Insieme al sogno di intitolare a suo fratello uno stadio per ogni continente… "Sì, vorrei riuscire a raggiungere 5 campi da calcio, uno per ogni continente, per unire la passione di mio fratello per il calcio a quella del viaggio. Al momento ce ne sono due, uno a Benevento grazie al Benevento calcio e uno in Tanzania, costruito in un anno grazie all’aiuto di alcuni missionari che hanno sposato il progetto finanziato dalla Cei. Ora cerco di realizzarlo in Argentina dove ho promosso il libro ‘Storia di una promessa’ e dove ho conosciuto una fondazione che mi aiuta".
E cosa fa per vivere? "Viaggio quasi sempre in autostop e chiedo ospitalità quindi le mie spese sono pochissime. Ma per qualche mese all’anno faccio il cameriere e se devo prendere un aereo lo pago così".
Qual è alla fine di tutto l’obiettivo di quello che fa da dieci anni a oggi? "L’obiettivo è che i miei nipoti, i figli di Carmelo di 10 e 12 anni, possano vedere il loro papà un po’ ovunque e possano crescere insieme a lui. Attraverso le foto che scatto o le foto di mio fratello che mostro alle persone, le magliette con il suo viso o l’adesivo che la gente attacca sulle porte, e attraverso i campi di calcio intitolati a lui, lo faccio vivere dentro di me e nel mondo".
Quanto è accesa questa fiamma dopo 10 anni? "Tantissimo, ogni volta che ho fatto l’autostop nei miei 700mila km di viaggio sono salito in auto e raccontato il motivo per cui mi trovavo lì.
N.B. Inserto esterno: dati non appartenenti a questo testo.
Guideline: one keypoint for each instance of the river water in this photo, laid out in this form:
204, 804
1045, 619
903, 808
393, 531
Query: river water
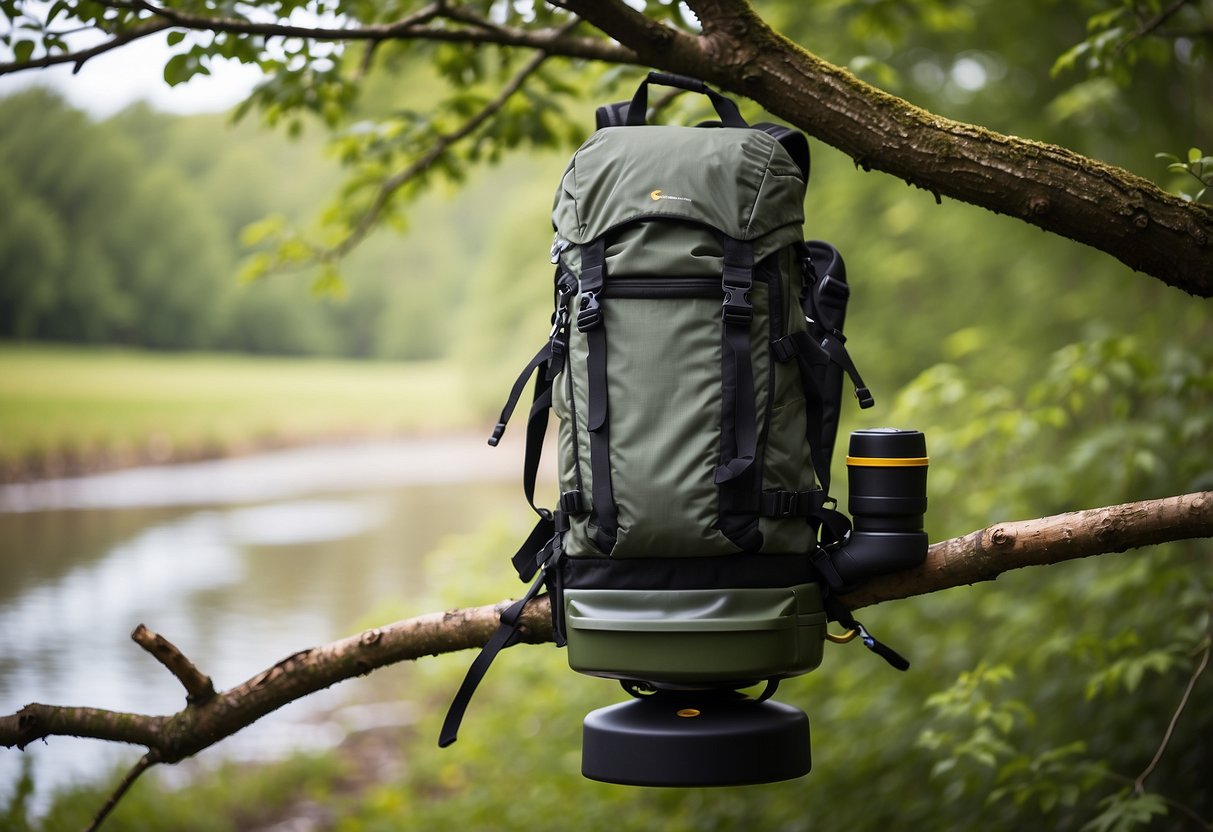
239, 563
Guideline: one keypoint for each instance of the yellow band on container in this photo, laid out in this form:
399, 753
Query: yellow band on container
888, 461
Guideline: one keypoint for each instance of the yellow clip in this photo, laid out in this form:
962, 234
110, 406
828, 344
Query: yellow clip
842, 638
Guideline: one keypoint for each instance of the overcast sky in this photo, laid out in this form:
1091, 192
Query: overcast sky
135, 72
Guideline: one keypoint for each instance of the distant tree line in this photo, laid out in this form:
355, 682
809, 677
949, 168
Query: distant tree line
127, 232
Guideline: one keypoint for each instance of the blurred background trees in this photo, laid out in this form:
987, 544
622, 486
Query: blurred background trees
1046, 375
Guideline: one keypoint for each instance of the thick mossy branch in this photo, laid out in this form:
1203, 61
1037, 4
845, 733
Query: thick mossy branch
980, 556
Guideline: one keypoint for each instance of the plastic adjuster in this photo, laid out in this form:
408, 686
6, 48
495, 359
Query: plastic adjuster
591, 312
573, 503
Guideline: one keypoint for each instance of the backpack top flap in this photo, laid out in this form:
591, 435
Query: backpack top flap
735, 180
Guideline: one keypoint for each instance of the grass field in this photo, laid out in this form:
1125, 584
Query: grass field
70, 409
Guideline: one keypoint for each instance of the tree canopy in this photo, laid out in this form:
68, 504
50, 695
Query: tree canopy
1054, 377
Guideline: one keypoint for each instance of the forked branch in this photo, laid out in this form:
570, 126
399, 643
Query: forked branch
980, 556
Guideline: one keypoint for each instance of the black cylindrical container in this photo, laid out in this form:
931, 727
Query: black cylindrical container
887, 499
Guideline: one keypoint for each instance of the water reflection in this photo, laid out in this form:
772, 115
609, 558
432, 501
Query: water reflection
239, 563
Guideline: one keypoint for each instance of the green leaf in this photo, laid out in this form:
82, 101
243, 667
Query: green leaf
176, 70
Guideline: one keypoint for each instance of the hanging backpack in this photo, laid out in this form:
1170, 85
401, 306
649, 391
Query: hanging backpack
695, 365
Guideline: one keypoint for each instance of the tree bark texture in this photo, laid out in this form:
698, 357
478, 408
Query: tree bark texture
209, 717
1047, 186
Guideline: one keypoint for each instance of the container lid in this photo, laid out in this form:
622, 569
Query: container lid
877, 443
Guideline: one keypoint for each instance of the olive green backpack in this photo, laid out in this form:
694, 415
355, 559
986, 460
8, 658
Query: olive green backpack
695, 365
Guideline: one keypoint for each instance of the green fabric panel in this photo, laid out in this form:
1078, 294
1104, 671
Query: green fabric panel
665, 249
735, 180
664, 360
787, 463
695, 636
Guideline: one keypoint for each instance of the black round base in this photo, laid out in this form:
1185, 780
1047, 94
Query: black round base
695, 739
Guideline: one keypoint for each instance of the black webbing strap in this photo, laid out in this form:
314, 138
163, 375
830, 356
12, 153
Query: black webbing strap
739, 428
501, 638
810, 358
838, 611
590, 322
835, 345
536, 428
516, 392
611, 115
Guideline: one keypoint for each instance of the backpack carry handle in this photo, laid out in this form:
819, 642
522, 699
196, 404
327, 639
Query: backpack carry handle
730, 117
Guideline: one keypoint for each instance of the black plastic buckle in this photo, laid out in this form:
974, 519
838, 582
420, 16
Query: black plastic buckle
736, 314
591, 312
785, 503
736, 285
571, 502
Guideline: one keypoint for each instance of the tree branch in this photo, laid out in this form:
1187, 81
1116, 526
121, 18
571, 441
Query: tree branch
1044, 184
80, 56
444, 143
1047, 186
198, 687
980, 556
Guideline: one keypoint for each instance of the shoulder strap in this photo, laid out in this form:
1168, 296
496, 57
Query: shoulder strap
825, 307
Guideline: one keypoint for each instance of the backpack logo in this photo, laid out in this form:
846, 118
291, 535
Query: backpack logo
659, 194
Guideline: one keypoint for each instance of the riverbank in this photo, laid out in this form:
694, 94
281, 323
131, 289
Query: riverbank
67, 411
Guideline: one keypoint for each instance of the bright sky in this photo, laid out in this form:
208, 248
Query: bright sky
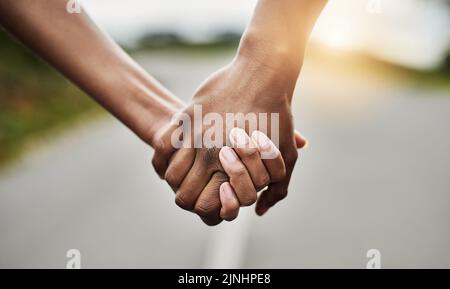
411, 32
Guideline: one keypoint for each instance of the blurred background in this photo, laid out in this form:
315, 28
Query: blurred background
373, 99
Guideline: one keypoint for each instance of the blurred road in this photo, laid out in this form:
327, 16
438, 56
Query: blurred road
376, 175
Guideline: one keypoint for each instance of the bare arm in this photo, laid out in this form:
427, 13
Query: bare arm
77, 48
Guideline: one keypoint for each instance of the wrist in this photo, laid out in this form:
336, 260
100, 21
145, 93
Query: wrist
275, 52
139, 103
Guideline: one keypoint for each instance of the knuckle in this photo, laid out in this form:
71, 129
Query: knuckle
263, 181
205, 208
249, 153
238, 171
161, 147
279, 175
182, 202
211, 221
291, 157
280, 195
248, 199
171, 178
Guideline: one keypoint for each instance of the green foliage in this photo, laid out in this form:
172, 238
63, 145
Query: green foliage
33, 97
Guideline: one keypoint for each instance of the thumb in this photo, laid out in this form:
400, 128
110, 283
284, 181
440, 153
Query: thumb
300, 140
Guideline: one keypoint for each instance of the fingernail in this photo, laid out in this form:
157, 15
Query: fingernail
261, 139
226, 191
229, 154
239, 138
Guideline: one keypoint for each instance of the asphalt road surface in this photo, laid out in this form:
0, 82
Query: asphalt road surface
376, 175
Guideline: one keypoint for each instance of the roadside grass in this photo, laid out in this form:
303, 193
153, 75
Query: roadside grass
33, 98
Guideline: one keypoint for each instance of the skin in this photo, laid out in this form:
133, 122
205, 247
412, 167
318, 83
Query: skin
261, 78
85, 55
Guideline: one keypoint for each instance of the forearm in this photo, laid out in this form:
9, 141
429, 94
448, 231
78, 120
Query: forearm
278, 32
79, 50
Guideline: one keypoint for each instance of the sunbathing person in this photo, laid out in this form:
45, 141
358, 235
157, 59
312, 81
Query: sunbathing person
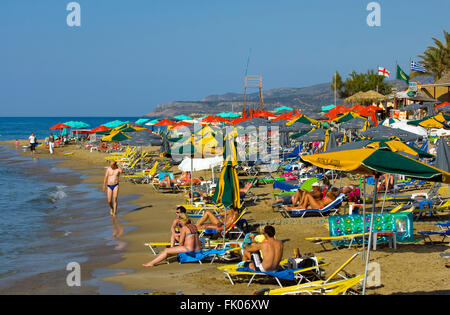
166, 182
215, 222
271, 252
189, 241
176, 226
385, 180
244, 190
311, 203
183, 178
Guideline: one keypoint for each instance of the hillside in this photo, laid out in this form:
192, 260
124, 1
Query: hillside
309, 99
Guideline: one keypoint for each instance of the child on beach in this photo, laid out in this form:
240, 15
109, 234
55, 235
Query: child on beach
111, 180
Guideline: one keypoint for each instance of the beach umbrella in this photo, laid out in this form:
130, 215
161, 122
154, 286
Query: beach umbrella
436, 121
303, 119
152, 122
214, 119
370, 161
385, 133
114, 123
444, 109
330, 141
389, 121
265, 114
313, 136
442, 155
182, 117
76, 124
101, 128
282, 108
413, 129
59, 126
355, 124
141, 121
327, 108
165, 122
116, 137
376, 161
413, 107
228, 115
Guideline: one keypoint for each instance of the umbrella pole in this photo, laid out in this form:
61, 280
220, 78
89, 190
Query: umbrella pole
385, 191
370, 233
364, 216
192, 177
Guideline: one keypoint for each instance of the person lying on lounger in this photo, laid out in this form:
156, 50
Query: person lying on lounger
183, 178
310, 203
217, 222
176, 226
244, 190
189, 241
167, 182
266, 255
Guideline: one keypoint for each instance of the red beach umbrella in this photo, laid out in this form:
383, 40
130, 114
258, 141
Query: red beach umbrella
59, 126
100, 128
165, 122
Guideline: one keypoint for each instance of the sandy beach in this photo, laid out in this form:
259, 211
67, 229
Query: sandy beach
415, 268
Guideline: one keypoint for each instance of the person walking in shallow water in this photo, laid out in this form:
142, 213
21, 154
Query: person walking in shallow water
111, 185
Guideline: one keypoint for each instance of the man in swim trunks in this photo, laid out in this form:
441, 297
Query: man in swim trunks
311, 203
215, 222
111, 185
271, 251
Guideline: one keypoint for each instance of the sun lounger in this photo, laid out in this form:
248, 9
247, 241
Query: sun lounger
336, 241
296, 289
199, 256
444, 232
331, 208
297, 274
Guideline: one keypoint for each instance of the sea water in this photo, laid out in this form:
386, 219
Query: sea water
48, 219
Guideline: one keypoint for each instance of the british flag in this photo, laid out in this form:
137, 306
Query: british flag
417, 67
384, 72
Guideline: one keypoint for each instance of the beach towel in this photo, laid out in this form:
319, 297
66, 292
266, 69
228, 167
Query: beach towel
196, 256
286, 274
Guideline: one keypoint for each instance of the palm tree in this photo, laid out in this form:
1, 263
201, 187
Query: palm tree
435, 59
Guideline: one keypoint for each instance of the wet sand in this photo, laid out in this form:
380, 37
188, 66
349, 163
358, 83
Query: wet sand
411, 269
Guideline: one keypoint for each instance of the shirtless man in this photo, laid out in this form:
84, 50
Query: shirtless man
301, 195
111, 185
215, 222
271, 250
311, 203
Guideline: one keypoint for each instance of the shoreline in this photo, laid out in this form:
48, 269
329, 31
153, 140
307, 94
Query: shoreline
404, 271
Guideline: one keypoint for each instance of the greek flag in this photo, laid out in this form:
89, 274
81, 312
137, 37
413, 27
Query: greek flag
417, 67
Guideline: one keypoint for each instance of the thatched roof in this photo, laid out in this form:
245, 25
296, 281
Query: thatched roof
362, 97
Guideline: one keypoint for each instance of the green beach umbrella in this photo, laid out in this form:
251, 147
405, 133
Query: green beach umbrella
116, 137
228, 115
141, 121
282, 108
77, 124
182, 117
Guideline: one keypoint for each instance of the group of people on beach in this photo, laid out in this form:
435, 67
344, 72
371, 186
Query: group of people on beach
263, 254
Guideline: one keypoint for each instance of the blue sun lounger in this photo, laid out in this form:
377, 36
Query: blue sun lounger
325, 210
444, 232
198, 256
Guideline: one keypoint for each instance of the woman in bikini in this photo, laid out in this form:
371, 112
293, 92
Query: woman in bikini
111, 185
189, 241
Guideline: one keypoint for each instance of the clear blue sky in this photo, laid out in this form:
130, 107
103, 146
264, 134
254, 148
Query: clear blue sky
129, 56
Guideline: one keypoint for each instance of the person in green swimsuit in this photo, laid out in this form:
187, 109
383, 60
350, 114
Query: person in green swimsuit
189, 241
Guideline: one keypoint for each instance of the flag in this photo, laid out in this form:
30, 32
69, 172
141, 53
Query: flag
383, 72
401, 75
417, 67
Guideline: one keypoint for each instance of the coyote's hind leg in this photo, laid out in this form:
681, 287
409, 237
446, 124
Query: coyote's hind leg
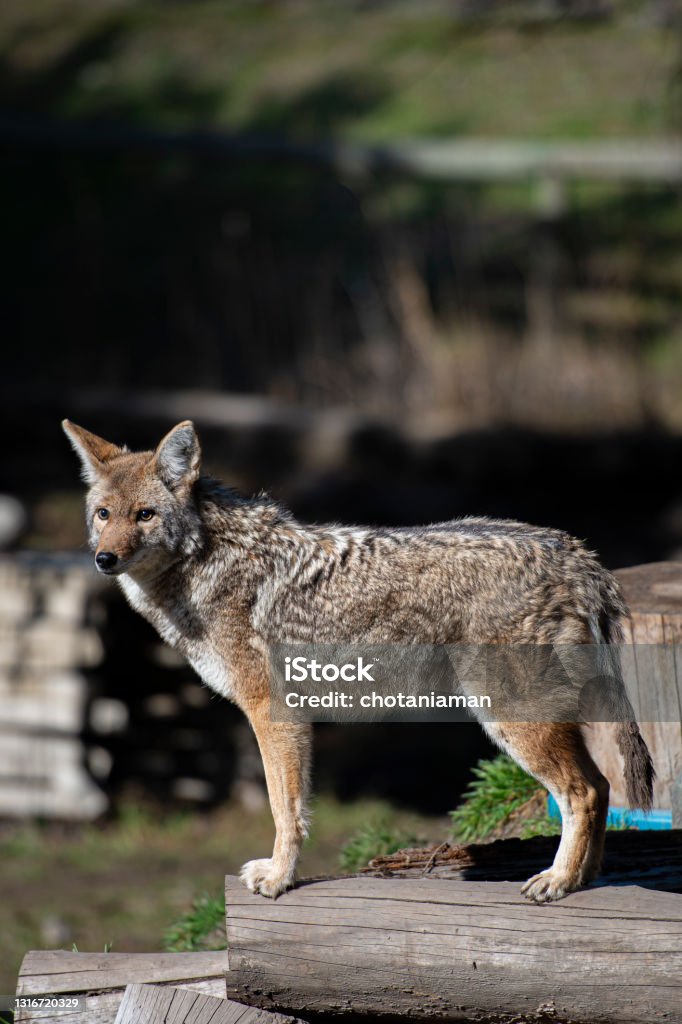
555, 754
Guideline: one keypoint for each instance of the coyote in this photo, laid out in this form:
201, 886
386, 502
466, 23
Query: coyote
222, 577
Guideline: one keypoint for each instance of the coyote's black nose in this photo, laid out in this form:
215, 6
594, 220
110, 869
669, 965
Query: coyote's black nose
107, 560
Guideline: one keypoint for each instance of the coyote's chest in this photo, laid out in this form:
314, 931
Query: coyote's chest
173, 629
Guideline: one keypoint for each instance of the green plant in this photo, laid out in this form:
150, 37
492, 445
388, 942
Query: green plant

Ho parlato di Carmelo anche attraverso dei video che raccontano di lui. Il primo di questi mostra momenti molto forti, come l’ultimo giro intorno al campo dentro una bara e quando, nell’ultimo periodo della malattia, tante tifoserie sono scese in campo per sostenerlo. Mi piace ricordare questi momenti ma il carico emotivo è fortissimo".
Finirà mai questo lungo viaggio? "Non credo. Per ora faccio fatica a fermarmi".